A few months after we were married, when the sixth anniversary of her death was approaching, my husband fell into a depression. He became silent and burdened. After several weeks of it I wondered if this was what my marriage would be like. I decided that maybe I could be in a happy marriage even if I was the only one who was happy. Then, when the day of her death came and went, his darkness lifted for good. It was a last spasm of guilt about having left her behind.
I am sarcastic and occasionally (sometimes? often?) harsh. Robin wasn't—I know because I asked, not because John holds her over me or compares us—and he would have had a gentler life had she lived. I try to remind myself that I owe it to her to do as good a job of taking care of him as she would have. I will catch myself about to say sentences that begin "How many times have I ..." or "Weren't you listening when ..." and stop thinking that if he were still married to Robin, he wouldn't have to hear this.
When our daughter was about 6, she and her father were exploring in the attic when she came across an unfamiliar box, filled with Robin's things. She came running down the stairs in tears. "I found a box of jewels and Dad won't let me touch them!" she cried. My husband and I talked it over. I understood his desire to keep all that was left of Robin safe. But I suggested she would have liked that a little girl was enchanted with her jewelry. So we told our daughter she could play with these rings and necklaces, but that they were precious. We explained that Robin had been a good friend of her dad's who died, and Dad was the one who had kept her things.
When our daughter was 8 she found the same box of photos that I had seen that day I moved in. She brought them downstairs to our bedroom and said she wanted to look at the old pictures of Daddy. She asked about the pretty, dark-haired woman always standing next to him. My husband told her that was Robin. After a few more minutes she looked up and said, "There are so many pictures of her."
"Dad loved her," I said.
"If you loved her so much, why didn't you marry her?" she asked her father.
He looked at me, and I nodded.
"I did," he replied.
Our daughter looked at the picture she was holding in her hand, her eyes widening, then at me. It was like one of those moments in Dickens when a foundling discovers her true origins.
"It's like I have two mothers," she said in a kind of astonishment.
I liked her formulation. And I thought Robin would be satisfied with how well her wish for her husband, now mine, had been fulfilled.

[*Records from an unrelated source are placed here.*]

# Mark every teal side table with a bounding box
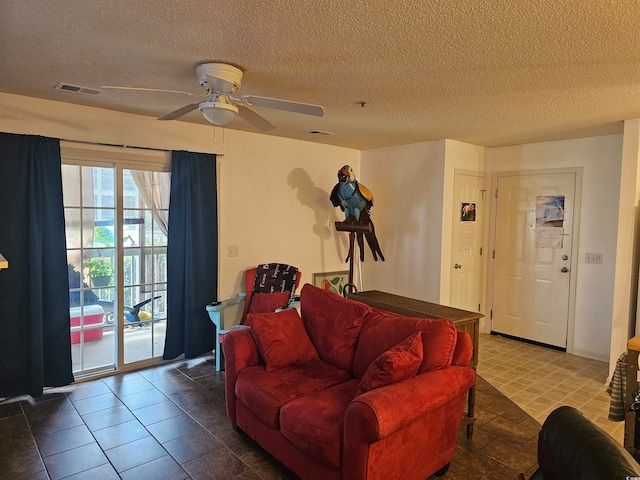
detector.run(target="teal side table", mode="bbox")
[206,293,246,371]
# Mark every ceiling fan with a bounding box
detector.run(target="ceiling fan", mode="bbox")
[102,62,324,132]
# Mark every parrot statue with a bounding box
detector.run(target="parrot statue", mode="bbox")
[330,165,384,261]
[330,165,373,223]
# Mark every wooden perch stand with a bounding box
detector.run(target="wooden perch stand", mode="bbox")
[334,221,373,296]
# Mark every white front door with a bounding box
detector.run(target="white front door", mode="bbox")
[491,172,576,348]
[450,171,484,313]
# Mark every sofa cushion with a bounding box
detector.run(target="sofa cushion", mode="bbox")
[353,310,457,378]
[249,291,291,314]
[246,309,319,371]
[280,379,360,469]
[300,284,371,372]
[357,331,423,394]
[235,358,353,429]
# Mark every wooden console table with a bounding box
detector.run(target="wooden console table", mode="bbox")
[347,290,482,437]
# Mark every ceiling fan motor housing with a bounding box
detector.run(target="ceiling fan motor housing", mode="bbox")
[196,63,243,94]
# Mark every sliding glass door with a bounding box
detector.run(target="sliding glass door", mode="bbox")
[64,163,117,374]
[62,146,170,377]
[122,169,169,364]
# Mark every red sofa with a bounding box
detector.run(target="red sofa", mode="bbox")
[221,284,475,480]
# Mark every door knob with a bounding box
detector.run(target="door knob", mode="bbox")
[560,267,569,273]
[454,263,461,269]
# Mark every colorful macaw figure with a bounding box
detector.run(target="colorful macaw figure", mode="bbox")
[330,165,384,261]
[330,165,373,222]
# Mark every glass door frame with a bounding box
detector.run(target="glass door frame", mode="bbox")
[61,141,171,377]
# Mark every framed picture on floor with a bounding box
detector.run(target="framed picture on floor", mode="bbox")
[313,271,349,296]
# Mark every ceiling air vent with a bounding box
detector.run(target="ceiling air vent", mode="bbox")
[309,130,335,135]
[55,82,102,96]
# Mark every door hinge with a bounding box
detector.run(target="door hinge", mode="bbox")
[492,250,495,259]
[490,309,493,319]
[478,303,481,312]
[480,247,483,256]
[495,188,498,198]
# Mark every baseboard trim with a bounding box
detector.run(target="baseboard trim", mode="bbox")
[569,347,609,363]
[489,331,566,352]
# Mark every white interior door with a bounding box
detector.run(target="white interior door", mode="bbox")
[450,171,484,313]
[492,172,576,348]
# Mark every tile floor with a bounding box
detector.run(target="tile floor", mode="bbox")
[0,333,622,479]
[477,333,623,443]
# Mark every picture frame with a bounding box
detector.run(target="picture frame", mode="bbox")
[313,270,350,296]
[460,202,476,222]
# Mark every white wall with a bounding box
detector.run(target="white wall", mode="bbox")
[359,139,486,306]
[359,140,446,302]
[0,92,359,325]
[612,120,640,372]
[362,134,626,365]
[486,135,624,363]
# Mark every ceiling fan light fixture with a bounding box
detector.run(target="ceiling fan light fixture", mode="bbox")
[199,101,238,126]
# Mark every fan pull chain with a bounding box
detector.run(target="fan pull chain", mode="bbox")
[211,125,226,147]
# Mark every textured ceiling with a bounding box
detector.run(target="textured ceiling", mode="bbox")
[0,0,638,150]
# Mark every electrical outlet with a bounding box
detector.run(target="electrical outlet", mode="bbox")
[228,245,239,257]
[585,252,602,264]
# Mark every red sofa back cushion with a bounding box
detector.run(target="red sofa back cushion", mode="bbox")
[300,284,371,372]
[352,310,457,378]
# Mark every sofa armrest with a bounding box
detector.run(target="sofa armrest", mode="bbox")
[452,330,473,366]
[345,366,475,443]
[344,366,475,480]
[220,327,261,423]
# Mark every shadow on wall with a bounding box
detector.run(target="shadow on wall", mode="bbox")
[287,168,348,263]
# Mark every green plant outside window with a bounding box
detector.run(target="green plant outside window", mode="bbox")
[83,257,114,278]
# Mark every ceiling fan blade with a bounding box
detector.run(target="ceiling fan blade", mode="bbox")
[157,102,200,121]
[242,96,324,117]
[101,85,207,96]
[237,105,276,131]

My husband and I have been married for 15 years, more than twice as long as he was married to Robin. My daughter is 13 now and long ago outgrew the chair that Robin's family gave her. I keep it stored safely with her bassinet, the clown rattle, and her favorite jacket printed with elephants. I hope someday a granddaughter might use these things. If so, when that little girl is old enough, I will tell her the story of her other grandmother, Robin.